10.

—¿No quiere repartir la revista Combate, camarada Tena? Saldría a provincia, conocería su país.

Lorenzo pensó que era una oportunidad única.

—Los viáticos son casi inexistentes pero, por lo que me han comentado, usted es un hombre frugal.

—Franciscano, licenciado Bassols, franciscano —sonrió Lorenzo.

—Cuente con veinticuatro horas a partir de su aceptación, camarada Tena —dijo Bassols mirando su reloj.

Lorenzo sonrió. Se había acostumbrado a que Bassols anunciara: «Ahora vamos a hablar durante una hora», y a la hora mirara su reloj. «Son las dos, vamos a comer. A las tres necesitamos estar de regreso en la oficina», y al diez para las tres, por más apasionante la discusión, pedía la cuenta, daba una generosa propina mirando al mesero a los ojos y emprendía el camino de regreso a la calle de Donceles. Los compañeros le hacían burla. «Es un capataz». Sin embargo, lo seguían. Cuando Lorenzo se encontró a Chava en la calle de Edison y le comunicó que iba a ausentarse de México a petición de Bassols, Zúñiga levantó los brazos al cielo:

—Es detestable, su prosa telegráfica es infame. Es un justo, no hay que acercarse a los justos, le amargan a uno la vida. Creer que un periódico pueda cambiar un país donde priva el analfabetismo es imperdonable.

—Su lengua es un bisturí. Va al grano.

—No me vayas a enumerar sus virtudes, Lencho. A mí me aburre tanta rectitud humana y política.

Dos grandes paquetes del semanario Combate envueltos en una manga de hule fueron a dar a la parrilla del autobús. Era un tabloide de 45 centímetros de alto y apenas ocho páginas entintadas con letritas que el gobierno consideraba subversivas.

Salir de la ciudad lo obligaba a pensar en cosas prácticas que ahuyentaban los pensamientos negros. «Recuerda, después de México, todo es Cuautitlán», le advirtió Zúñiga. «Te vas a encontrar con el vacío». «Eso es lo que quiero, el vacío». Adentrarse en autobús en los llanos era también ir al encuentro de la nada. El chofer ponía en peligro su vida y la de todos. ¿Cuándo habría aprendido a manejar, si es que había aprendido? Forzaba el motor, cada cambio de velocidad era un martirio, el ruido de herrajes y el sacudimiento de la hojalatería ponía los nervios de punta. El troglodita tomaba las curvas como si fueran cuadradas, dándole un golpe al volante en el último segundo, y el vehículo se inclinaba hacia el precipicio. Los pasajeros no tenían reacción alguna. Quizá los había adormecido el olor a gasolina o les parecía normal que la vida pendiera del hilo de un hijo de la chingada. Atrapados en una cárcel de láminas, cerraban su entendimiento. Eran bultos que no conservaban ningún rasgo humano, salvo uno que dormía con la boca abierta.

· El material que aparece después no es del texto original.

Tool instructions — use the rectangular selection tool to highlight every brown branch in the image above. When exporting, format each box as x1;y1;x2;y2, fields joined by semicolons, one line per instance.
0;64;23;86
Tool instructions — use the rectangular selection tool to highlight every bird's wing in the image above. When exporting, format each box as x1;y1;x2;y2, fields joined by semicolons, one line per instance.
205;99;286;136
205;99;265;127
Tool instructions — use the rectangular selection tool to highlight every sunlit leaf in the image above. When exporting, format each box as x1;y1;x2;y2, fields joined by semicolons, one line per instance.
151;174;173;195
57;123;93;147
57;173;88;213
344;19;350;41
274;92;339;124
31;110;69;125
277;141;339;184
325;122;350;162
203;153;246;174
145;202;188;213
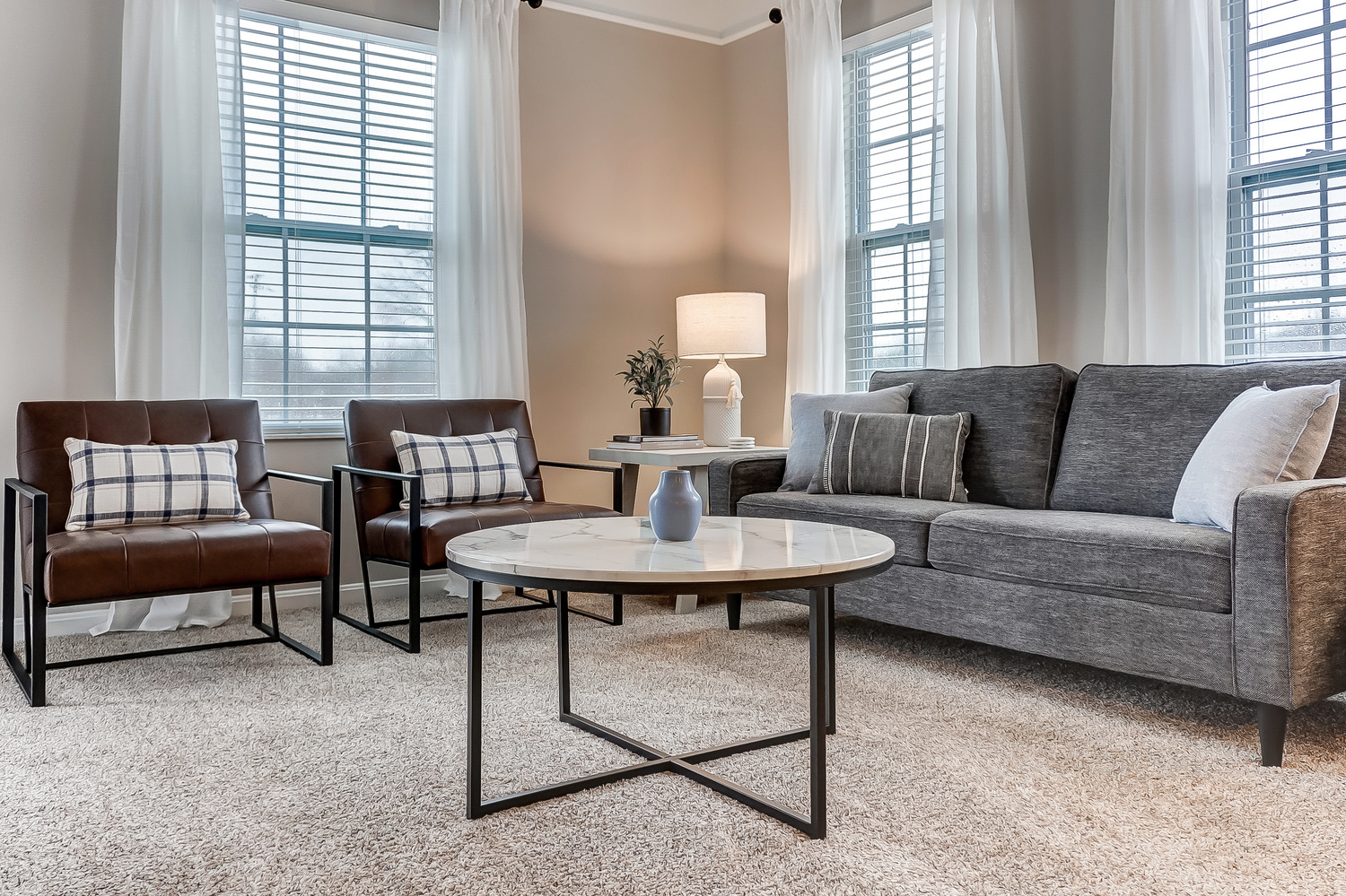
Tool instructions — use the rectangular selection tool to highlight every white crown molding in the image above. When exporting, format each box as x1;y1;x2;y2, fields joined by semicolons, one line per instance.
543;0;778;48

A la primera parada, Lorenzo descendió aliviado y se dirigió hacia el letrero «Hombres» que iluminaba una única lámpara de petróleo. El olor le cerró los ojos y la garganta. También la sala de espera, con sus bancas contra los muros, estaba sucia. Todo iba hacia la muerte sin que nadie protestara. Lorenzo, que pensó comprar un refresco, supo que no podría pasar trago, el asco lo atenazaba pero más la resignación de sus compañeros muertos de antemano.

Durante el día, las llanuras se extendían a pérdida de vista y se eternizaban las líneas rectas. A diferencia de la ciudad, no las acunaban las montañas, seguían y seguían y seguían como el motor del autobús cada vez más rugiente. Libres, las llanuras iban desenvolviéndose, desnudas, estériles y de pronto, dentro de la expansión, Lorenzo se erotizaba con el paisaje, las colinas se volvían senos, los valles el dorso de un cuerpo, la curva del vientre, la esbeltez del cuello. Lorenzo habría bajado a refugiarse en el bosque frondoso, la concavidad, la gruta, el súbito desorden de la naturaleza. Es asombroso lo que el paisaje le hace a los hombres. «Éste es el rostro de México», se repetía a sí mismo, incrédulo.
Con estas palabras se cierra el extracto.